Один взгляд на эти розовые губы, и моя кровь закипает до тысячи градусов.
Я не могу забыть тот момент, когда он поглотил меня под звездами.
Я не могу не вспоминать, каким твердым было его тело под моей рукой, когда я царапала ногтями его рубашку.
Сколько бы я ни твердила себе обуздать свою страсть, в конце концов я снова бросалась ему на шею. И снова. Волна тоски, которую невозможно было сдержать и которую отказывались умерять.
Макс пробуждает во мне все эти запретные чувства. Мое сердце, бунтарь, начинает биться быстрее, когда я замечаю, что он пристально смотрит на мои губы. Он определенно одержим этой конкретной частью моего тела. Подождите… Так вот почему он всегда пялится на мое лицо?
— Тебе что-то было нужно? — Я пытаюсь игнорировать покалывание, растекающееся по моему животу. То, что мы с Максом одни в комнате, не означает, что что-то должно произойти.
Я имею в виду, я бы не возражала, если бы это было так.
Но это и не обязательно.
Его глаза сужаются. Ястреб, выслеживающий мышь. — Я хотел присутствовать на записи вместе с тобой, но не могу.

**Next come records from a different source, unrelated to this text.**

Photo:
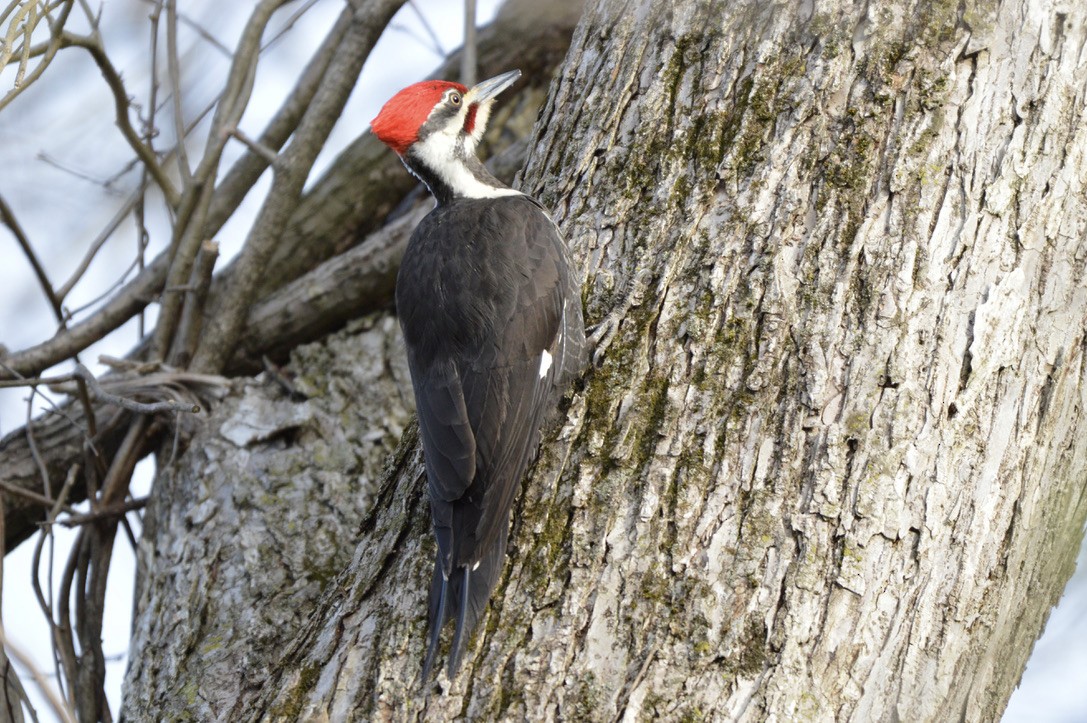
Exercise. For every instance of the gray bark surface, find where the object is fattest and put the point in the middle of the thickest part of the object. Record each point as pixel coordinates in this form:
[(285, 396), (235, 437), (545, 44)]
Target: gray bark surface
[(246, 530), (831, 464)]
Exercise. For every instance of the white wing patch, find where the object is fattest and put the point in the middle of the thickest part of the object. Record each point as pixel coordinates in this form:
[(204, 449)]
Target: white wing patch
[(545, 363)]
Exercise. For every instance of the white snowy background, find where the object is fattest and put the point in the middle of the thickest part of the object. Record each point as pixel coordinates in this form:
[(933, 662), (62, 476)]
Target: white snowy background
[(60, 160)]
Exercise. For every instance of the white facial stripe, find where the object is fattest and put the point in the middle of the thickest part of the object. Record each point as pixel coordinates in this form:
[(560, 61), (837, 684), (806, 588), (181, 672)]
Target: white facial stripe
[(437, 153), (545, 363)]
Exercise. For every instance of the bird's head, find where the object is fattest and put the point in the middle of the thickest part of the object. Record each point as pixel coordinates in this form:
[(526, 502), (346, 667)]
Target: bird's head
[(435, 127), (444, 116)]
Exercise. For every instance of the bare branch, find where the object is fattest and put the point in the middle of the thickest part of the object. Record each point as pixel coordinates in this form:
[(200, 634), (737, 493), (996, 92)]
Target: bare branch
[(63, 712), (47, 52), (9, 219), (173, 69), (104, 512), (248, 169), (469, 57), (136, 295), (112, 77), (29, 495), (266, 153), (192, 315), (124, 402), (192, 211), (225, 327)]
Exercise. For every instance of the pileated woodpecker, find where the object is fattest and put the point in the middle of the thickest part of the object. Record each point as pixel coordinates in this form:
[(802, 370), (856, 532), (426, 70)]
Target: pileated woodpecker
[(491, 319)]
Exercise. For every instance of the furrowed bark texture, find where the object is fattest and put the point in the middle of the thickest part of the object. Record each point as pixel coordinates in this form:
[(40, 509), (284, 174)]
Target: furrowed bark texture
[(832, 462), (342, 210), (245, 532)]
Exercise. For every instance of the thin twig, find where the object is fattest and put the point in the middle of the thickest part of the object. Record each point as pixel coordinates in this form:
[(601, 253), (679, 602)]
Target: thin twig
[(265, 152), (63, 712), (9, 219), (28, 495), (124, 402), (112, 77), (174, 71), (47, 52), (104, 512), (469, 54)]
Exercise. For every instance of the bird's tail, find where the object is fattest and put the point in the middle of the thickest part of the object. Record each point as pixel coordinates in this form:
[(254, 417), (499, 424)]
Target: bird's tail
[(462, 597)]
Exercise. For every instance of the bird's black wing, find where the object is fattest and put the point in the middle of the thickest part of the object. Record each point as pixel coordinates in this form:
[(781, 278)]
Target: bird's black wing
[(485, 322)]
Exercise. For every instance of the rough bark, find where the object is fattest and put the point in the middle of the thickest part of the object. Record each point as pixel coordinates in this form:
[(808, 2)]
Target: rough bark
[(346, 209), (245, 533), (831, 464)]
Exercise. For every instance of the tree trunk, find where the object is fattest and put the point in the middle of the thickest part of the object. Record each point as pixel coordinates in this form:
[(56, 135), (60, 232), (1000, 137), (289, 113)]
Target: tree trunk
[(831, 462)]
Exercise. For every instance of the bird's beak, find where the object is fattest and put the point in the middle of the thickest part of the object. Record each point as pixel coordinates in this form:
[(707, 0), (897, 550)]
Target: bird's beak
[(488, 89)]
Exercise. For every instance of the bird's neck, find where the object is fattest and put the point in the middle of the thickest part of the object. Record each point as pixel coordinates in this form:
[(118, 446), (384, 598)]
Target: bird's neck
[(451, 170)]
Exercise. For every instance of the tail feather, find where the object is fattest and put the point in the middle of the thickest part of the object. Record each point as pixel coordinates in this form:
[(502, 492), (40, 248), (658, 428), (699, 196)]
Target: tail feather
[(439, 591), (462, 614), (462, 597)]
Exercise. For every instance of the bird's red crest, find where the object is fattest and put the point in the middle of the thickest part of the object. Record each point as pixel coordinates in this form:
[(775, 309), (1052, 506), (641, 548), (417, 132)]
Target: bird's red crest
[(398, 124)]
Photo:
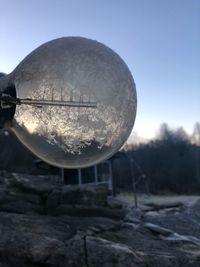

— Это прекрасно. — Я поворачиваюсь к зеркалу и тереблю серьгу. Стилист снова придал моим скулам золотистый оттенок. По словам главного визажиста, золотой — мой супер-цвет. Мои веки подведены оттенками красного, и это соответствует пылающему оттенку моих губ. Мое обычно вьющееся афро было укрощено водой, жесткой кисточкой и половиной ведра геля. Мои кудри спиралью спускаются по спине.
Я чувствовала себя красивой до того, как вошел Макс.
Но стоит мне взглянуть на него, и я чувствую себя видением.
Его глаза жадно блуждают по моему лицу. У меня почти сводит губы от давления его взгляда, но он не отходит от двери.
Я выгибаю бровь. — Это все, что ты хотел сказать?
— Нет.
Мои губы понимающе изгибаются.
Я жду, когда он продолжит.
Он все еще этого не делает.
Поднимаясь со стула, я опираюсь рукой о стол и поддразниваю: — Ты ворвался сюда только для того, чтобы посмотреть на меня? Потому что, если это так, это раздражает.
— Я не знал, что само мое присутствие так раздражает.
— О, это очень раздражает. Супер раздражает. — Мои каблуки мягко постукивают по полу в ритме, который намного медленнее учащенного биения моего сердца. Макс наблюдает за моим приближением, в его взгляде мелькает что-то смертоносное и тяжелое. Я улыбаюсь. — Но я думаю, тебе это нравится.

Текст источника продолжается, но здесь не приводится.